Hill also noted that fewer companies have issued earning warnings for the first quarter than they did for the third and fourth quarters.

"We actually had more positive earnings preannouncements than negative ones. It's been a long time since we have seen this," he said.

Still, the stock market's broader indicators are below or little changed from where they started the year. The Nasdaq composite index is down 5.4 percent so far for 2002, while the Standard & Poor's 500 index is less than a point below where it started the year.

Even the Dow industrials, up 3.8 percent for the year and having made a yearly high of 10,635.25 on March 19, have retreated. Considered a safety net for investors during an uncertain economy, the blue chips have fallen 231.31 points, or 2.2 percent from their 2002 high.

Wall Street shouldn't expect first-quarter earnings to spark a big rally, said Richard A. Dickson, a technical analyst for Hilliard Lyons in Louisville, Ky.

Although results are likely to show some improvement, perhaps even more than the market expects, they won't be astounding. What that means, analysts said is more of the same light, uncertain trading Wall Street saw this past week.

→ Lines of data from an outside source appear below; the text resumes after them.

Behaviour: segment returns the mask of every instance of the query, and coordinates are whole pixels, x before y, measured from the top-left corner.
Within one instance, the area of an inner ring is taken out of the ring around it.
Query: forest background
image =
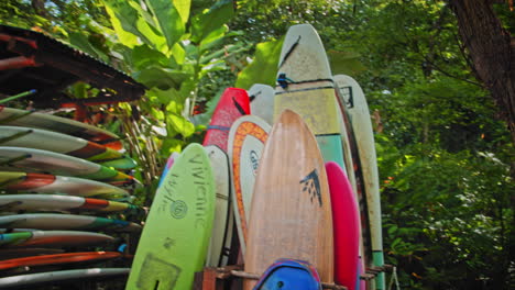
[[[474,1],[4,0],[0,18],[147,87],[142,101],[90,109],[117,116],[101,125],[125,136],[146,205],[169,153],[201,141],[221,91],[274,86],[287,29],[313,24],[333,75],[355,78],[368,98],[385,256],[401,287],[514,289],[514,121],[462,41],[463,2]],[[508,2],[476,1],[515,35]]]

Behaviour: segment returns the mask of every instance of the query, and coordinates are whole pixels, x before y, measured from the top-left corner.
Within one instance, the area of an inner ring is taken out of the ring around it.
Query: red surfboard
[[[349,179],[337,163],[326,163],[326,172],[331,193],[335,281],[349,290],[355,290],[361,235],[358,202]]]
[[[229,130],[238,118],[245,114],[250,114],[250,100],[246,91],[227,88],[212,113],[202,145],[217,145],[227,153]]]
[[[0,270],[8,270],[19,267],[37,267],[50,265],[92,263],[121,257],[118,252],[81,252],[55,255],[34,256],[0,261]]]

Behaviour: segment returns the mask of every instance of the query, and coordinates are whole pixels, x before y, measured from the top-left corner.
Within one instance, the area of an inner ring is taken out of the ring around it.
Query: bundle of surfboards
[[[135,161],[108,131],[0,107],[0,288],[120,278]],[[121,247],[120,247],[121,246]],[[109,266],[109,267],[107,267]],[[73,289],[69,287],[68,289]]]
[[[228,88],[204,144],[169,157],[125,289],[191,289],[204,267],[237,264],[246,278],[264,275],[231,289],[384,289],[360,86],[331,75],[307,24],[287,32],[277,83]]]

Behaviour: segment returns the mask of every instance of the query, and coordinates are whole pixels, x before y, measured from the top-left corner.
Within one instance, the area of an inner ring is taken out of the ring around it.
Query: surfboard
[[[244,270],[261,275],[277,258],[308,260],[333,281],[329,187],[315,136],[285,110],[272,127],[255,179]],[[250,290],[255,281],[244,280]]]
[[[332,207],[335,281],[349,290],[355,290],[359,282],[361,236],[358,201],[349,179],[337,163],[326,163],[326,171]]]
[[[62,248],[0,248],[0,260],[17,259],[23,257],[63,254]]]
[[[227,141],[232,123],[240,116],[250,114],[249,94],[243,89],[227,88],[212,113],[202,145],[217,145],[227,152]]]
[[[222,260],[229,257],[230,247],[226,248],[226,241],[232,238],[232,227],[229,223],[230,220],[229,196],[230,196],[230,172],[229,172],[229,158],[227,154],[216,145],[205,146],[206,153],[211,163],[212,172],[215,175],[216,186],[216,203],[215,203],[215,220],[211,232],[211,239],[209,243],[206,266],[218,267],[223,266]],[[228,230],[231,230],[229,232]]]
[[[241,253],[245,254],[248,223],[255,176],[270,125],[255,115],[239,118],[229,132],[232,200]]]
[[[141,213],[143,209],[124,202],[57,194],[0,196],[3,212],[18,211],[98,211]]]
[[[8,192],[65,193],[77,197],[125,198],[124,189],[95,180],[43,174],[0,171],[0,189]]]
[[[317,136],[325,160],[343,164],[332,74],[318,33],[310,24],[291,26],[281,51],[274,116],[298,113]]]
[[[120,137],[99,127],[52,114],[37,113],[0,105],[0,124],[50,130],[81,137],[109,148],[123,148]]]
[[[135,179],[109,167],[77,157],[25,147],[0,146],[0,169],[74,176],[102,181],[131,183]]]
[[[335,76],[340,89],[351,88],[351,93],[346,103],[349,107],[351,124],[358,144],[361,170],[365,188],[366,203],[370,216],[370,232],[372,237],[373,261],[375,266],[384,265],[383,235],[381,221],[381,196],[379,186],[377,160],[375,154],[374,133],[370,118],[369,105],[360,85],[351,77],[344,75]],[[341,96],[346,96],[341,93]],[[376,288],[385,289],[384,274],[376,279]]]
[[[191,289],[212,230],[213,178],[199,144],[175,159],[155,193],[125,289]]]
[[[0,261],[0,270],[9,270],[21,267],[42,267],[51,265],[69,265],[80,263],[99,263],[121,257],[119,252],[79,252],[34,257],[15,258]]]
[[[166,160],[166,164],[165,164],[165,166],[163,168],[163,172],[161,174],[160,183],[157,185],[157,187],[161,187],[161,185],[163,183],[163,180],[165,179],[166,175],[168,174],[169,168],[172,168],[172,165],[174,165],[175,158],[177,158],[178,156],[179,156],[178,152],[173,152],[169,155],[169,157]]]
[[[79,137],[46,130],[0,126],[0,144],[61,153],[117,169],[132,169],[136,163],[127,155]]]
[[[269,124],[274,122],[274,88],[263,83],[253,85],[249,91],[251,112]]]
[[[64,247],[114,242],[109,235],[80,231],[29,231],[0,234],[2,247]]]
[[[309,263],[278,259],[266,269],[254,289],[321,290],[322,288],[317,270]]]
[[[86,231],[141,231],[139,224],[89,215],[57,213],[25,213],[0,216],[0,227],[37,230],[86,230]]]
[[[41,285],[72,282],[74,280],[89,281],[92,279],[102,279],[109,281],[117,277],[129,275],[130,268],[89,268],[78,270],[63,270],[37,274],[17,275],[0,278],[0,288],[28,288]]]
[[[366,203],[366,197],[365,197],[365,190],[364,190],[363,174],[361,170],[360,156],[358,154],[358,145],[354,138],[354,132],[351,125],[350,114],[349,114],[347,104],[344,102],[344,98],[342,97],[344,92],[338,86],[335,91],[337,94],[338,105],[340,108],[339,115],[341,118],[340,119],[341,132],[344,132],[347,134],[348,143],[346,142],[344,144],[348,145],[348,148],[350,150],[350,158],[352,159],[352,166],[353,166],[352,167],[353,170],[349,170],[348,177],[353,189],[355,190],[354,192],[357,193],[358,204],[360,207],[360,221],[361,221],[360,253],[361,253],[362,268],[364,270],[365,268],[364,264],[366,264],[368,266],[371,266],[373,264],[372,261],[373,255],[372,255],[372,246],[371,246],[372,242],[371,242],[370,223],[369,223],[370,217],[369,217],[369,210],[368,210],[368,203]],[[346,157],[347,156],[349,155],[346,155]],[[354,177],[354,179],[352,179],[352,177]],[[368,285],[371,285],[372,282],[373,280],[368,282]],[[375,289],[375,286],[372,285],[370,288]]]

Dickson predicts there will be more weaving in and out of sectors as investors search for those that appear to have the edge in the market. Safer havens like pharmaceuticals or consumer product stocks might look appealing one day, and riskier tech shares the next.

"There's probably going to be a lot of sector rotation, but it won't produce much of a net gain in the market," Dickson said. "To me, that is the problem the market will face going forward."

As for this past week, holidays -- with traders observing Passover on Wednesday and Thursday and the market closed for Good Friday -- factored into lackluster trading sessions.

But the market already was struggling during the latter part of March amid light trading and rallies that turned tepid. Blame that, analysts say, on new fears of rising interest rates, which investors believe could stymie corporate profits.

After the Federal Reserve indicated March 19 that it might increase rates later this year to keep growth steady, investors dumped stocks over the next four sessions, erasing much of the Dow's advance from earlier in the month.

Analysts say Wall Street's inability to make a lasting commitment is likely to persist.

As Dickson put it, "There is just nothing out there to say, 'Buy.' "

The market's major indexes ended the week little changed. The Dow fell 23.73, or 0.2 percent, to 10,403.94, after dropping 22.97 Thursday.

The Nasdaq had a weekly loss of 6.04, or 0.3 percent, despite rising 18.60 Thursday to end at 1,845.35.

For the week, the S&P 500 slipped 1.31, or 0.1 percent. It inched up 2.81 Thursday to 1,147.39.

But the Russell 2000 index, the barometer of smaller company stocks, managed to end the week in positive ground, up 4.07, or 0.8 percent, after rising 0.61 Thursday to 506.46.

The Wilshire Associates Equity Index, which represents the combined market value of all New York Stock Exchange, American Stock Exchange and Nasdaq issues, ended the week at $10.775 trillion, down $1.12 billion from the previous week. A year ago the index was $10.518 trillion.